The proposed MixFT framework solves this by re-dividing the entire pool of available data. It employs Bayesian mixture models to automatically identify and cluster data points that best represent the true sub-domains present across all datasets. Instead of being bound by the original dataset boundaries, MixFT creates new, more homogeneous data sets based on these discovered statistical groupings.

Separate fine-tuning modules are then trained on each of these newly formed, homogeneous sets. This ensures each module becomes a specialist for a specific type of data distribution. During inference for a new, unseen time series, the most appropriate specialist module—or a weighted combination—can be selected based on the context, leading to more precise zero-shot forecasts.

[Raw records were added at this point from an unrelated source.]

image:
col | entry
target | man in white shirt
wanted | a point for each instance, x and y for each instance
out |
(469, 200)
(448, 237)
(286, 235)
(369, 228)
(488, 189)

Experimental Results and Performance Gains

The researchers' experiments demonstrate that MixFT outperforms both baseline strategies: fine-tuning a single shared module on all data and fine-tuning separate per-dataset modules. The performance improvement suggests that the quality of data partitioning is more critical than the quantity of data per module. By ensuring homogeneity within each fine-tuning set, MixFT enables TSFMs to develop sharper, more context-aware forecasting abilities.

Why This Matters for AI Forecasting

  • Improved Zero-Shot Generalization: MixFT enhances a TSFM's ability to make accurate predictions on entirely new time series domains without task-specific retraining, a cornerstone of foundation model utility.
  • Data-Efficient Adaptation: The method makes more intelligent use of available related datasets by uncovering their latent structure, leading to better performance without necessarily requiring more raw data.
  • Practical Model Specialization: It provides practitioners with a principled, automated way to create an ensemble of specialist forecasting modules tailored to the nuanced sub-domains within their data ecosystem.
  • Broader Implications for Foundation Models: The core insight—that re-partitioning data to reflect true underlying distributions improves fine-tuning—could influence adaptation strategies beyond time series analysis, in fields like NLP and computer vision.

In summary, MixFT represents a significant step forward in adapting large-scale foundation models for specialized tasks. By moving beyond naive dataset boundaries and focusing on the fundamental statistical sub-domains within data, it unlocks more powerful and reliable zero-shot forecasting for real-world applications.